DXWG DCAT subgroup call

Meeting minutes

<riccardoAlbertoni> PROPOSED: approve last meeting minutes https://‌www.w3.org/‌2020/‌04/‌29-dxwgdcat-minutes

proposed: accept last meeting minutes

<riccardoAlbertoni> +1

<AndreaPerego> +1 (but I'm missing from the participants)

Resolution: accept last meeting minutes

riccardoAlbertoni: agenda mainly to attend to the wiki page on versioning and to consider next steps

<riccardoAlbertoni> https://‌github.com/‌w3c/‌dxwg/‌wiki/‌Material-for-a-SPRINT-on-Versioning

Versioning

riccardoAlbertoni: there are 2 main sections - the vocabularies, and the principles we may want to consider - and also strategies
… Starting with the section on vocabularies: there is a table gathering the vocabulary terms (thanks AndreaPerego ) organised according to the versioning aspect that the term/s consider
… this is the first step in evaluation
… In the subsections there are descriptions of each of the vocabularies with consideration of how suitable they might be for our solution (but this is not the official opinion of the group)
… Some adjustments are still needed. Pros and cons are not handled consistently . The Registered Version vocabulary is missing.

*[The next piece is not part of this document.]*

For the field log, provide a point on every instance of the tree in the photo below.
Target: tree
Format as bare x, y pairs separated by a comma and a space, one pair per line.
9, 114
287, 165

AndreaPerego: I was trying to group the terms of the vocabularies to help understand the different aspects but if there are other approaches for classification the table can be reorganised

riccardoAlbertoni: the table is very useful. I have been looking at requirements but haven't found anything more precise. At some point we need to fix the requirements that we have

PWinstanley: is there any distinction between 'lineage' and 'provenance'

riccardoAlbertoni: here we are concerned with a specific aspect of provenance which is 'versioning'
… I think that Prov is very flexible and can address many uses, but versioning is more specific than provenance

PWinstanley: perhaps we need to establish what is the difference between a new dataset and a version change

riccardoAlbertoni: we have discussed this elsewhere and cannot provide much guidance

AndreaPerego: one reason for the table is to help understand if there are aspects of versioning covered by more than one vocabulary - this would indicate that there are aspects common across communities
… We also need to understand how we can look at versioning not as a concept but as an activity ...
… We need to understand what we are targeting - if it is too abstract then we risk not being applicable/ adopted
… Are there examples of catalogues where a versioning policy is in place?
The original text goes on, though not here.